Ciente das dificuldades, a aposta governista é trabalhar o mérito das propostas e, quando necessário, negociar a liberação de emendas extras em patamares entre R$ 2 milhões a, no máximo, R$ 10 milhões por parlamentar.

A articulação política tem noção dos desafios que enfrentará, sobretudo de ordem fiscal, e vai evitar propor acordos impagáveis. A aprovação da reforma da Previdência veio ao custo de uma promessa feita pelo ministro-chefe da Casa Civil, Onyx Lorenzoni – até então o articulador – de R$ 20 milhões em emendas extras para cada deputado disposto a votar pela matéria, fora combinados feitos com líderes partidários e senadores, que chegaram a R$ 35 milhões. A fatura caiu justamente para o ministro-chefe da Secretaria de Governo, Luiz Eduardo Ramos – o atual articulador – que, a pessoas próximas, garante que, em 2020, será diferente.



Os mais próximos a Lorenzoni argumentam que os acordos feitos por ele foram necessários para viabilizar a aprovação de uma matéria impopular como a Previdência, mas a conta disso se tornou quase que impagável para Ramos, que, junto de sua equipe, se esforça para honrar todos os compromissos até o fim de ano.

A meta para o próximo ano, contudo, é adotar um modelo mais próximo do adotado pelo ex-presidente Michel Temer, de oferecer a liberação de R$ 5 milhões – chegando ao máximo de R$ 10 para os mais fiéis – em emendas extras e cargos para deputados e senadores que mostrarem lealdade em votações de matérias sensíveis, como a polêmica reforma administrativa, que sofrerá a resistência de centrais sindicais.


Quando o presidente Jair Bolsonaro anunciou a mudança na articulação política, disse que a ideia era “retornar ao que era feito em governos anteriores”. É o que Ramos pretende fazer. Um ex-interlocutor do governo Temer afirma que, raramente, eram liberadas mais de R$ 5 milhões em emendas para um único parlamentar. A diferença, adverte, é que os acordos eram executados. “Agora, tanto as emendas quanto os cargos não são. São promessas que estão ficando no papel. Os ministros não nomeiam os indicados e não executam as verbas”, analisa. Outro desafio da articulação para 2020 será conter a ganância dos congressistas.

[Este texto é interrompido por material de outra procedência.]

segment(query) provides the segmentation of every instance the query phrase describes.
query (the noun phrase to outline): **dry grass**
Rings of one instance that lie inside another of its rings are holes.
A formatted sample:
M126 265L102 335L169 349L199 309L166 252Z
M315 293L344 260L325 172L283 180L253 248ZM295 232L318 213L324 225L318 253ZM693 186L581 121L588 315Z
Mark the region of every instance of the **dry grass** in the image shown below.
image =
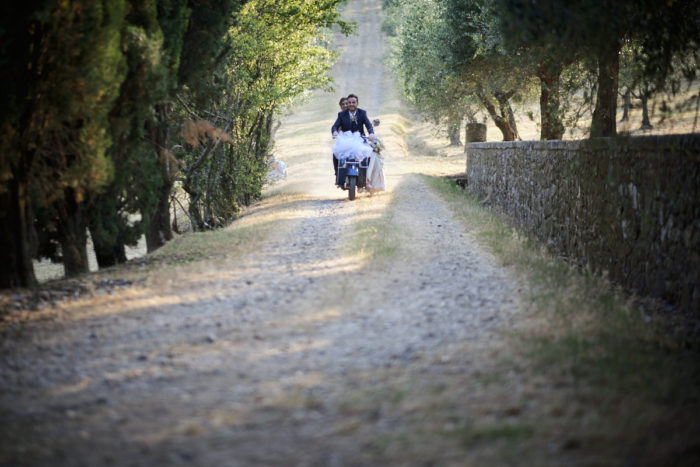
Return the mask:
M632 100L629 119L621 121L623 115L623 101L618 99L617 132L631 136L640 135L666 135L685 134L700 131L700 116L698 115L698 100L700 99L700 81L692 83L690 87L682 86L681 92L676 95L654 96L649 102L649 117L653 128L642 129L642 107L638 100ZM540 111L539 105L529 103L514 106L515 120L518 125L520 138L523 141L540 139ZM576 128L568 128L564 139L575 140L588 137L591 124L590 114L585 114L577 122ZM488 119L486 131L487 141L502 141L503 135ZM463 135L462 135L463 136Z
M700 413L698 336L672 332L653 306L552 257L454 182L430 183L527 284L531 318L514 333L510 351L536 388L528 396L535 409L518 454L532 455L538 443L561 442L567 433L555 449L562 460L698 465L700 421L690 415Z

Uma liderança no Congresso avalia que congressistas acostumados com R$ 20 milhões em emendas extras vão pressionar por barganhas em volume semelhante. “Os dois lados vão querer sempre mais. Um vai querer pagar o mínimo possível e o outro vai desejar receber mais. O Ramos está fazendo um bom trabalho, sendo bem honesto. Não faz o ‘toma lá da cá’ que começaram a querer fazer na Previdência. A narrativa é de ‘quem estiver com a gente, vai ter cargo, verba extra, etc. Que não estiver, sinto muito’”, pondera um deputado.

Mais impositivo 

O líder do governo na Câmara, Major Vitor Hugo (PSL-GO), reconhece os desafios, ao ressaltar que o orçamento será muito mais impositivo. O Projeto de Lei Orçamentária Anual (Ploa) para 2020 prevê R$ 16,2 bilhões em emendas impositivas, dos quais R$ 9,5 bilhões são individuais e R$ 6,7 bilhões de bancada. Com a provável aprovação da PEC 188/2019 para 2020, que propõe o Pacto Federativo por meio da descentralização de até R$ 400 bilhões em 15 anos a estados e municípios, a tendência também será de menos disposição de recursos para remanejamentos das verbas extras.

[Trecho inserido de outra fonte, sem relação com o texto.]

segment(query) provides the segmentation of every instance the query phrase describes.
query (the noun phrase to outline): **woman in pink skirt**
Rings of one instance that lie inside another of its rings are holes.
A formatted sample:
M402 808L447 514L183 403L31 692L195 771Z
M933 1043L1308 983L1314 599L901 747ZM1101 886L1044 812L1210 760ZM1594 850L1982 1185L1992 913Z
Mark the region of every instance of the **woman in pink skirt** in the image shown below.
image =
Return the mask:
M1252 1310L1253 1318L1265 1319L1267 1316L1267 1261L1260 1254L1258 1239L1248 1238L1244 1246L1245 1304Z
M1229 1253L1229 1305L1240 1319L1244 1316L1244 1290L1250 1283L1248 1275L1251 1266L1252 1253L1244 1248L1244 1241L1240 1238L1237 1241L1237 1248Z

Apesar das dificuldades, Vitor Hugo garante que o governo está preparado. “Estamos muito preocupados em focar no mérito das propostas, conversando com relatores, trazendo técnicos da Esplanada para dentro da liderança a fim de poder apresentar argumentos para os relatores incorporarem nossos pedidos. E vamos focar mais nisso, de influenciar o mérito, e a Secretaria de Governo vai fazer o papel dela de construir apoio para as votações”, justifica. Contudo, ele admite que essa é uma estratégia voltada mais para a agenda econômica. “A pauta voltada para o lado econômico flui de maneira natural. O maior desafio para a gente vai ser quando a pauta começar a ser de costumes, e também a questão das armas”, destaca.



Os cargos e as emendas são importantes instrumentos da articulação política, mas o cientista político Enrico Ribeiro, coordenador legislativo da Queiroz Assessoria em Relações Institucionais e Governamentais, alerta que não são os únicos. Com menos recursos, ele avalia que o governo precisará apostar no poder de argumentação, visibilidade e de agenda de Bolsonaro. “Ele não ganhou nenhum assunto que pautou. Mesmo a Previdência e o pacote anticrime não foram pautas de iniciativa do Executivo. Será preciso uma comunicação mais engajada e utilizar o capital político do presidente para ‘levantar’, sem polêmicas e crises, os aliados em suas bases, como em lançamentos de políticas públicas governistas”, avalia.

Diálogo


Os desafios para a articulação política em 2020 são relevantes, mas parlamentares governistas, de centro e até de partidos da oposição acreditam que é possível superá-los com bom diálogo. Líder do Unidos pelo Brasil, maior bloco parlamentar do Senado, o senador Esperidião Amin (PP-SC) não considera que a descentralização de recursos e as estratégias adotadas pela articulação política possam deixar o governo refém do Parlamento.
O não loteamento de cargos no governo, especialmente no primeiro escalão, é uma política a qual os parlamentares ainda estão aprendendo a lidar, avalia Amin. “Contrariar esses interesses pode gerar ruído, mas merece aplausos”, destaca. A análise não é diferente em relação às emendas. O senador recorda que, como deputado federal, Bolsonaro conviveu com governos “trancando” a liberação de recursos, por incompetências de alguns ministérios ou de dificuldades estruturais. “Então, ele está sendo coerente também nisso (descentralização).”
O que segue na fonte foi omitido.